Personal information
- Full name: Daniel Montes de Oca Escalante
- Date of birth: 3 January 1952 (age 74)
- Place of birth: Mexico City, Mexico
- Position: Defender

Youth career
- 1969–1970: Necaxa

Senior career*
- Years: Team / Apps / (Gls)
- 1970–1975: Atlante
- 1975–1979: Leones Negros UdeG / 134 / (3)
- 1979–1985: Atlante / 166 / (1)

International career
- 1973–1980: Mexico / 7 / (0)

= Daniel Montes de Oca (footballer) =

Mexican footballer (born 1952)

Daniel Montes de Oca Escalante (born 3 January 1952) is a Mexican retired footballer. Nicknamed "Gigio", he played as a defender for Atlante and Leones Negros UdeG throughout the 1970s and the 1980s. He also represented Mexico internationally across the same decade.

==Club career==
Born into a family with 9 brothers, Montes de Oca had a passion for football since he was 5 years old. His talents earned the attraction of Atlante manager Dagoberto Moll who proceeded to enroll him within Atlante's youth sector. However, he only remained in the youth sector for a single season as he then moved to the senior squad during the 1970 season, making his debut on 19 April 1970 in a match against América and quickly made himself part of the club's starting XI. Following a few seasons, he was later transferred to Leones Negros UdeG for a deal of 450 million peso for their 1975–76 season. He notably participated in their back-to-back appearances in the Liga MX finals of 1975–76 and 1976–77. He later returned to Atlante for the 1980–81 season for 1.2 million peso. During the following 1981–82 season, he reached the final of the 1981–82 Mexican Primera División, narrowly losing out to Tigres UANL on penalties. He proceeded to play for Atlante throughout the remainder of his career, retiring following their 1984–85 season.

==International career==
Montes de Oca made his international debut with Mexico in a friendly against Chile on 20 September 1973 that ended in a 1–2 loss.
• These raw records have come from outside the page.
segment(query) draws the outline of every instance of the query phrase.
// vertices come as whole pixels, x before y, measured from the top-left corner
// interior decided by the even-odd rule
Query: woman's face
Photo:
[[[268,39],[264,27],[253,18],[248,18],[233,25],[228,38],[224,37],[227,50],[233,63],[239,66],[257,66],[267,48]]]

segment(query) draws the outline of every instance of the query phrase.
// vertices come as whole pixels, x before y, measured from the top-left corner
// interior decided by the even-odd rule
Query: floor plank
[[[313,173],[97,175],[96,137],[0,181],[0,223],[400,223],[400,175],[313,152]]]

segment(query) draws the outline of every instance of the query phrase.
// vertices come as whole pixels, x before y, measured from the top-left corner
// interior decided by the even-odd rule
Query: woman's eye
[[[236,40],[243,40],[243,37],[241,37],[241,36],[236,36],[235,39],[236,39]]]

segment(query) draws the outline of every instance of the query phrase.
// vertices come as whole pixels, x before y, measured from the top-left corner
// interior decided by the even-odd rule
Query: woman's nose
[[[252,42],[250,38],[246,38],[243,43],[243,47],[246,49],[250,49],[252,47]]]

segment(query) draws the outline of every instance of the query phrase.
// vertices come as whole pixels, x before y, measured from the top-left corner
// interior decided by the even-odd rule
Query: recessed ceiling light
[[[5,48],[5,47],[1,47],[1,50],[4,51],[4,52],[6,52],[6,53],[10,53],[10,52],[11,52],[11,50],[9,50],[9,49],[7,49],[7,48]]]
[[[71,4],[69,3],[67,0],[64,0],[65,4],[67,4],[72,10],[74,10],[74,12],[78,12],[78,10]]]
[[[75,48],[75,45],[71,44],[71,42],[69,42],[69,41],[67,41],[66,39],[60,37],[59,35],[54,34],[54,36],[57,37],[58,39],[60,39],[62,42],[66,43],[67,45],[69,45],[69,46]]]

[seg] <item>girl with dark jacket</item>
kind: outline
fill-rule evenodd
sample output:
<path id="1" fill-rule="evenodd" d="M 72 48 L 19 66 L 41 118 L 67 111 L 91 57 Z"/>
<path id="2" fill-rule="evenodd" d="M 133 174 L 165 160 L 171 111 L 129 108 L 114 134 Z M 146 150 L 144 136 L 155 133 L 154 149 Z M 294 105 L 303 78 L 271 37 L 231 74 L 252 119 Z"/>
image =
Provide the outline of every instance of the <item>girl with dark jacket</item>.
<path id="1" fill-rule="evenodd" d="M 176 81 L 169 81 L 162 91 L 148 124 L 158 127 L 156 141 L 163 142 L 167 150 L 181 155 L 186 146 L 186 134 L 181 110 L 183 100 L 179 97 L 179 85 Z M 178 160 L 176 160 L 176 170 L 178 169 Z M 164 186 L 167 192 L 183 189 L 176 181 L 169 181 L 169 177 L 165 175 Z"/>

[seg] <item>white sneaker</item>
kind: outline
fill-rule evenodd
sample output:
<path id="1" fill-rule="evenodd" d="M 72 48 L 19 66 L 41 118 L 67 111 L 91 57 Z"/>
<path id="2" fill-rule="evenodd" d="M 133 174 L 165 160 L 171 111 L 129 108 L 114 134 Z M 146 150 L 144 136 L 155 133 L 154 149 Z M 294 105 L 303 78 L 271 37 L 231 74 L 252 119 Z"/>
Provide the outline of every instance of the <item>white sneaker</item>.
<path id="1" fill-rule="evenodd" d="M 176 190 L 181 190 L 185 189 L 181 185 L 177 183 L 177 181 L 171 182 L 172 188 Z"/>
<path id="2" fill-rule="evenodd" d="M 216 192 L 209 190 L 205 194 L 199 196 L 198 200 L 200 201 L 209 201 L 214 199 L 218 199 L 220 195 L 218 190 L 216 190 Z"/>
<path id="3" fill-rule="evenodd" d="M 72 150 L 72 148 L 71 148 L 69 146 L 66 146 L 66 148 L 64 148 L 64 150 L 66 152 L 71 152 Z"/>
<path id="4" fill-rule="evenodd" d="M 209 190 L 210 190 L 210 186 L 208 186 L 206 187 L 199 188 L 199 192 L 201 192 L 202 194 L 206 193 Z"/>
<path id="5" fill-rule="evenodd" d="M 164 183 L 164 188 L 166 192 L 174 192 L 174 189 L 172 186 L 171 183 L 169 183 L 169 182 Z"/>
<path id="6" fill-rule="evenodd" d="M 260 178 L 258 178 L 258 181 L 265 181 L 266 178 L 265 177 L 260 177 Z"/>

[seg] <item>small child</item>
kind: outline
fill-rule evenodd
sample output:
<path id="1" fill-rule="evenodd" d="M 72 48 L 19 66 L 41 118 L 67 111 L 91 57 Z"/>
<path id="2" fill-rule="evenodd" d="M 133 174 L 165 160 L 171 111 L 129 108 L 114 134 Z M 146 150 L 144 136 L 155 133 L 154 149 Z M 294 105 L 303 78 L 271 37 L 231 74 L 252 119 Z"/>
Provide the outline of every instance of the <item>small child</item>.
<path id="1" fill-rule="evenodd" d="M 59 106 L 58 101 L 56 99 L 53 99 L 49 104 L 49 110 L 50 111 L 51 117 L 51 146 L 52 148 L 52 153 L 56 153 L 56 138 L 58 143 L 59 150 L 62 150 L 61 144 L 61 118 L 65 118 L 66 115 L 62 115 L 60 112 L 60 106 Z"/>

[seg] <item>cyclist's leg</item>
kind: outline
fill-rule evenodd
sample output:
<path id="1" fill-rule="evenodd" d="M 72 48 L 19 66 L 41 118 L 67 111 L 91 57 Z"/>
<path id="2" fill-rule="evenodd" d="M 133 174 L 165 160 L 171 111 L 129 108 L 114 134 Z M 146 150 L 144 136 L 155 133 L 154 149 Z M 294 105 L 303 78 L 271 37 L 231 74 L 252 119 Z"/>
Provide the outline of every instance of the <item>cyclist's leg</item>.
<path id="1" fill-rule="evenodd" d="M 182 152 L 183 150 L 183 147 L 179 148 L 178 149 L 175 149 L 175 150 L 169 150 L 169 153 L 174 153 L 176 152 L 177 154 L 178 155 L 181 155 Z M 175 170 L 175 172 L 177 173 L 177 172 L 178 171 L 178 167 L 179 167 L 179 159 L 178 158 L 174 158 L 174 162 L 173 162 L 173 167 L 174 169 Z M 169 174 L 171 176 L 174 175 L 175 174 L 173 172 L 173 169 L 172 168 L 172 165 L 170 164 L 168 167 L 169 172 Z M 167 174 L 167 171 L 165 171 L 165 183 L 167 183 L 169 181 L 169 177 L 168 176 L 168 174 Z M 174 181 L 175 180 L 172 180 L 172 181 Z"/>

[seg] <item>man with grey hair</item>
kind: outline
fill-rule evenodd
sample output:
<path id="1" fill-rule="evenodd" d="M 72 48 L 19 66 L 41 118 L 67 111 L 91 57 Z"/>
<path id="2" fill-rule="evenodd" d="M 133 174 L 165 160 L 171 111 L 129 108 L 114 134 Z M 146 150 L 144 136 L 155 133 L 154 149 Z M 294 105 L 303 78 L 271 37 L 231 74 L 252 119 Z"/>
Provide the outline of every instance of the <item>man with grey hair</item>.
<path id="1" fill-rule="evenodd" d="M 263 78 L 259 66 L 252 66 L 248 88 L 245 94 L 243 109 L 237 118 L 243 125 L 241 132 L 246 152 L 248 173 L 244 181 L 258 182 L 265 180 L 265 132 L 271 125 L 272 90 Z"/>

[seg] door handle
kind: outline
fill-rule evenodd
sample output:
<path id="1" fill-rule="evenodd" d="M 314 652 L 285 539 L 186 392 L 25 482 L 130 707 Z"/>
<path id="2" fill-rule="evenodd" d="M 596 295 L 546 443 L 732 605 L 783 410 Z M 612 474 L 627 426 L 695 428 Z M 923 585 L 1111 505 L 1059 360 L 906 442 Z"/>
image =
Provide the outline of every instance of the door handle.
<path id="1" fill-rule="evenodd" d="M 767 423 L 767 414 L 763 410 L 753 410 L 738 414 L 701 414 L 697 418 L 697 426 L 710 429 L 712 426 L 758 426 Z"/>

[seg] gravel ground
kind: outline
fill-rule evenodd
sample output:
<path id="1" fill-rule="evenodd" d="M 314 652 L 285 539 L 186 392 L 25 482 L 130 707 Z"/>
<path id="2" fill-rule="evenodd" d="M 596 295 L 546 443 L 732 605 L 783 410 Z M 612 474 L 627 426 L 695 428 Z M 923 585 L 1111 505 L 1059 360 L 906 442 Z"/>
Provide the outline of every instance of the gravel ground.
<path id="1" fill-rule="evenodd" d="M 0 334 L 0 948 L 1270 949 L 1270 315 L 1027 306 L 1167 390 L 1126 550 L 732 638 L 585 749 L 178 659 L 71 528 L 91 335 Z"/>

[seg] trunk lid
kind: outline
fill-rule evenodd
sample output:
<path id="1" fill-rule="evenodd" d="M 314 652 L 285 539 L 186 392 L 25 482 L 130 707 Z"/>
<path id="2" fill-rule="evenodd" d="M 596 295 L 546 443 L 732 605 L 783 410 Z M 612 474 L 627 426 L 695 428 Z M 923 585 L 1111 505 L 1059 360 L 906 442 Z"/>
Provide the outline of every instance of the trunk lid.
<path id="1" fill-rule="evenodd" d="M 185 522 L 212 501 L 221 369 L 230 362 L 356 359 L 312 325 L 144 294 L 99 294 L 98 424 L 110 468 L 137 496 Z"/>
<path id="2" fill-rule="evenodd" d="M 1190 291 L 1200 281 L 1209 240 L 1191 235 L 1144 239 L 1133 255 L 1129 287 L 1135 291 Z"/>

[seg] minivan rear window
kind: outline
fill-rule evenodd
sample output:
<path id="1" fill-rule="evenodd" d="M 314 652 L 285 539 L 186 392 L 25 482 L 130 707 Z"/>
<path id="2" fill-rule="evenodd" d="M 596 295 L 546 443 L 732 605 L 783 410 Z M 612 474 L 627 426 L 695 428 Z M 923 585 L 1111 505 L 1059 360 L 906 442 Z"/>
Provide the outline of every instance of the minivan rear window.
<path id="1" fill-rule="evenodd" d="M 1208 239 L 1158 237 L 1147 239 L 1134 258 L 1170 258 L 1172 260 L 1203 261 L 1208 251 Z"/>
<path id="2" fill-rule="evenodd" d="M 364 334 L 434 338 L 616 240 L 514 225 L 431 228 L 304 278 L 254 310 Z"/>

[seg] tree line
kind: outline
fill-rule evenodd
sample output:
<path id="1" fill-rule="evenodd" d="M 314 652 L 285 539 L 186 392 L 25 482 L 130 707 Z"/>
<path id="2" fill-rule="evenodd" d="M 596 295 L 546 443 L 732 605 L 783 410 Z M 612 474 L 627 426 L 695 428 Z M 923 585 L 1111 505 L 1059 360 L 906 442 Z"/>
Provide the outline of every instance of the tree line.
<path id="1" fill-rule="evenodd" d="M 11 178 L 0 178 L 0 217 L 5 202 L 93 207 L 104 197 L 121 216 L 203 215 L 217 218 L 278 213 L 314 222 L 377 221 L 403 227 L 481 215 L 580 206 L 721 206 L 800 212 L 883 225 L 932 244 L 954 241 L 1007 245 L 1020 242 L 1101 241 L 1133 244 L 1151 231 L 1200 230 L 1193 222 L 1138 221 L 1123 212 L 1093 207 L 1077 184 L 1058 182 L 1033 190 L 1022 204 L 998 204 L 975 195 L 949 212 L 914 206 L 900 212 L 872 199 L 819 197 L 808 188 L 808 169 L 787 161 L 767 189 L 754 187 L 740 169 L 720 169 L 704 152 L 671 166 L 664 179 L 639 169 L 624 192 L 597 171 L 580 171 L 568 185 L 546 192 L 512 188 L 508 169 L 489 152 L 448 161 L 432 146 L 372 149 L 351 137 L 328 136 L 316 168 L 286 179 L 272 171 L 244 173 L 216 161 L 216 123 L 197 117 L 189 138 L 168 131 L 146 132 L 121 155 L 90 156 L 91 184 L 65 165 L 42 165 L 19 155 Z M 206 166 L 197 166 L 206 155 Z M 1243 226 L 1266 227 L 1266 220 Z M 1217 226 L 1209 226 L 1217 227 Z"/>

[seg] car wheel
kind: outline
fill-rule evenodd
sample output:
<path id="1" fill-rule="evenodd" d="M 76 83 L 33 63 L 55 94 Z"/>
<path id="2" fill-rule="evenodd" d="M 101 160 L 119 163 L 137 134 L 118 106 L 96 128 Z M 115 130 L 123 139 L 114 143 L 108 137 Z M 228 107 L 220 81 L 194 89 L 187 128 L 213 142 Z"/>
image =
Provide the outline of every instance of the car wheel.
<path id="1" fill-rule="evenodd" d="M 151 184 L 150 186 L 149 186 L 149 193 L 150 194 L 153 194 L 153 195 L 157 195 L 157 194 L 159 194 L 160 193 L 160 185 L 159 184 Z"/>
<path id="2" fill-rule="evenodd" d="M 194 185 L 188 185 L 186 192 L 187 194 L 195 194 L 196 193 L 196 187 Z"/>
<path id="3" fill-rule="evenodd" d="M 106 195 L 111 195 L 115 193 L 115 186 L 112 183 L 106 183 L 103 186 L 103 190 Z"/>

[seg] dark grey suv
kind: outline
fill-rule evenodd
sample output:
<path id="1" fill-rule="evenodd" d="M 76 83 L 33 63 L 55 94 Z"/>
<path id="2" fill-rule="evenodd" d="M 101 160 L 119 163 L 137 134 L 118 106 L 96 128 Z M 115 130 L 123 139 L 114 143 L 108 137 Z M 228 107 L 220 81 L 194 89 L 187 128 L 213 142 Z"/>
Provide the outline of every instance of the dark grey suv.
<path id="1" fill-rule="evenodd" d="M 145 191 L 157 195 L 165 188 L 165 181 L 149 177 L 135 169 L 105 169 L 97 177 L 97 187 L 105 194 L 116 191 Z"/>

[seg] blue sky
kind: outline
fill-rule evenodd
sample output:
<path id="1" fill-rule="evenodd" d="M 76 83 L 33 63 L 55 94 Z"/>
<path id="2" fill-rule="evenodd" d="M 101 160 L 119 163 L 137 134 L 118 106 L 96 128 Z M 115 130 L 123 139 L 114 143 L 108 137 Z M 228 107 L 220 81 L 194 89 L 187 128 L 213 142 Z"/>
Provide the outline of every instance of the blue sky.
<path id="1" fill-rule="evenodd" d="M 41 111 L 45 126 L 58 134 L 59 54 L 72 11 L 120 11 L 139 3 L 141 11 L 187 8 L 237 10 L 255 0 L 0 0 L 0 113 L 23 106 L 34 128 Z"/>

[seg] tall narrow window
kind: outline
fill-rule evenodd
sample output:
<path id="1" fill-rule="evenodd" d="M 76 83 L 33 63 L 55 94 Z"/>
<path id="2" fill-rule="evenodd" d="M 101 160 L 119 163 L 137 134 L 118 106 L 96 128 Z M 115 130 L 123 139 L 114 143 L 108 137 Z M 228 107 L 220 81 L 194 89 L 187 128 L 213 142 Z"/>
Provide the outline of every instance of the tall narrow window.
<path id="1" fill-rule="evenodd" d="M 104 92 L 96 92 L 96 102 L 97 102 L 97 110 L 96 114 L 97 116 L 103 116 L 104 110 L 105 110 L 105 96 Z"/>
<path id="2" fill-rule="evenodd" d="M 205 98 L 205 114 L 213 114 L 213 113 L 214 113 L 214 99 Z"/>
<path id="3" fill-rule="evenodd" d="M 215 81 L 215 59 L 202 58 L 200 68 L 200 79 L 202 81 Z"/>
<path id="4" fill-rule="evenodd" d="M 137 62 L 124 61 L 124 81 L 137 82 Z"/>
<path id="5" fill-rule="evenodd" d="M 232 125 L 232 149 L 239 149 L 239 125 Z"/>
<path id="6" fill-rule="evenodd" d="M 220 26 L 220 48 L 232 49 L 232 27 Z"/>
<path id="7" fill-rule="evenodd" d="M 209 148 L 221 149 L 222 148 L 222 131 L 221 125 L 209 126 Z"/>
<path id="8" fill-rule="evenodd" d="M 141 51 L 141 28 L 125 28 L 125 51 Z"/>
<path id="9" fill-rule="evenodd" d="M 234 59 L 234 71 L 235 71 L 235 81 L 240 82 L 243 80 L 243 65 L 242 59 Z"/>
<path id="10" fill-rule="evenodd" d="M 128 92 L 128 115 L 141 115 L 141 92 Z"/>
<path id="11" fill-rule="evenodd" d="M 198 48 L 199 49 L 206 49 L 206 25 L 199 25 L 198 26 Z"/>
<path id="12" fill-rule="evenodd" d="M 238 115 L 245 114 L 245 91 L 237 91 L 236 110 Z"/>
Following another friendly against the United States on 16 October as a substitute for Genaro Bermúdez that ended in a 2–0 victory, he wouldn't appear again until 4 December 1979 where he continued his role as a substitute, this time for Javier García López in a 0–2 victory over El Salvador. His final international appearance was in a 2–4 victory over Guatemala on 15 April 1980.

==Personal life==
During his second tenure with Atlante, he was given a permit to build a house in Chiluca and later moved to it with his wife Gilda and four children in 1981. There, he opened a bar-restaurant named Dany's and has remained active in its operations since its opening. He also remains a fan of his former club of Atlante, actively subscribing to the club.